Immunity To Tumours
The second article of the day, the introduction is to this four page article is below. If this is what you were looking for please view the full article for free at www.jameswatts.co.uk. The full article includes treatments, specific cell responses and the immune mechanisms.
A tumour is a swelling of part of the body caused by abnormal cell growth, this occurs when the normal cell division process becomes unregulated and cells proliferate uncontrolled. This results in cloned cells of the original defective cell, leading to a neoplasm – a new growth of tissue in the body that is abnormal. A tumour at a single site is known as a benign tumour, it becomes malignant (very virulent or infections and prone to reoccurrence after removal) when the tumour cells spreads to further sites within the body and begins to proliferate at these sites. Secondary malignant growths distant from the primary growth are known as metastases.

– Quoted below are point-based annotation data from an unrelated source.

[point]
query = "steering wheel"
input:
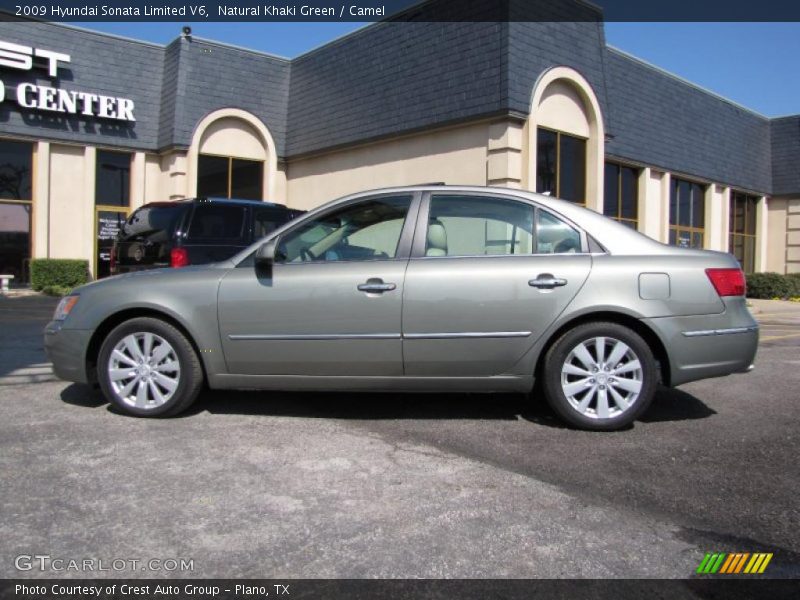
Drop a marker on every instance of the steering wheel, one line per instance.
(305, 255)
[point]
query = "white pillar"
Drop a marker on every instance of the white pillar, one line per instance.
(138, 180)
(41, 201)
(762, 232)
(89, 237)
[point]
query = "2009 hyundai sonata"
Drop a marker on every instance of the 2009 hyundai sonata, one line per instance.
(420, 289)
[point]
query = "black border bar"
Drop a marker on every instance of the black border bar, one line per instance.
(730, 588)
(402, 10)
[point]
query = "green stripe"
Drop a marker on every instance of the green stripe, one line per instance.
(718, 564)
(701, 568)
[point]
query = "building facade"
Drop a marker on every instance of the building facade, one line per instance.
(93, 126)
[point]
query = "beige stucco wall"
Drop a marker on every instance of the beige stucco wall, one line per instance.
(452, 156)
(793, 235)
(71, 204)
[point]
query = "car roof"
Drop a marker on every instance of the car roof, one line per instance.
(215, 200)
(615, 237)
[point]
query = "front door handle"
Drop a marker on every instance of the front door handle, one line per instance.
(376, 286)
(546, 281)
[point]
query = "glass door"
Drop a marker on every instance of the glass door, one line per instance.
(108, 222)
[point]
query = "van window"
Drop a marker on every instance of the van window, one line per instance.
(157, 223)
(217, 222)
(267, 220)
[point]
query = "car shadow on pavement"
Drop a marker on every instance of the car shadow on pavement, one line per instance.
(361, 405)
(83, 395)
(668, 405)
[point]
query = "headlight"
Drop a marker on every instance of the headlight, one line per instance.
(64, 307)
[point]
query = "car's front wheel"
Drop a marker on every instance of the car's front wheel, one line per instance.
(148, 368)
(600, 376)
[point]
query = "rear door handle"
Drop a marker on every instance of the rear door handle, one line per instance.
(376, 286)
(547, 282)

Not all tumours are cancerous, cancerous cells are damaged cells of the patients body that do not undergo apoptosis (programmed cell death), this means that their growth is no longer controlled and metabolism of the cells are altered.
Malignant tumours are named according to the tissue of origin:
- Carcinoma – Arising in the epithelial tissue of skin or internal organs
- Sarcoma – Arising in connective tissue or other non-epithelial tissue (mesenchymal cells)

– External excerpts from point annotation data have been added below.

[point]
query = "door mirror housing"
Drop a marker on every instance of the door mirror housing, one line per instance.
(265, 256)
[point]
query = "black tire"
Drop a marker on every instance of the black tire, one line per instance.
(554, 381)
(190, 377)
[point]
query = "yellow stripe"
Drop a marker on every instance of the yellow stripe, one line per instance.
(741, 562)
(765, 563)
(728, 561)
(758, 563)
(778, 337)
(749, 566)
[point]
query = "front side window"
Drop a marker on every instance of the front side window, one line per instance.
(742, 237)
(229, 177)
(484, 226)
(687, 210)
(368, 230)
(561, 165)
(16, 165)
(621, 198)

- Leukaemia – Arising in haematopoietic cells or blood forming organs such as bone marrow to produce abnormal leukocytes, these also suppress the production of normal blood cells
- Germ Cell Tumours – Arising in reproductive tissues
- Blastoma – Arising in embryonic tissues
- Lymphoma – Arising in the lymph nodes
An early stage malignant tumour is called a premalignant tumour; premalignant tumours and benign tumours can often be treated with surgery alone. With malignant tumours this become much more difficult and other methods must be used in conjunction.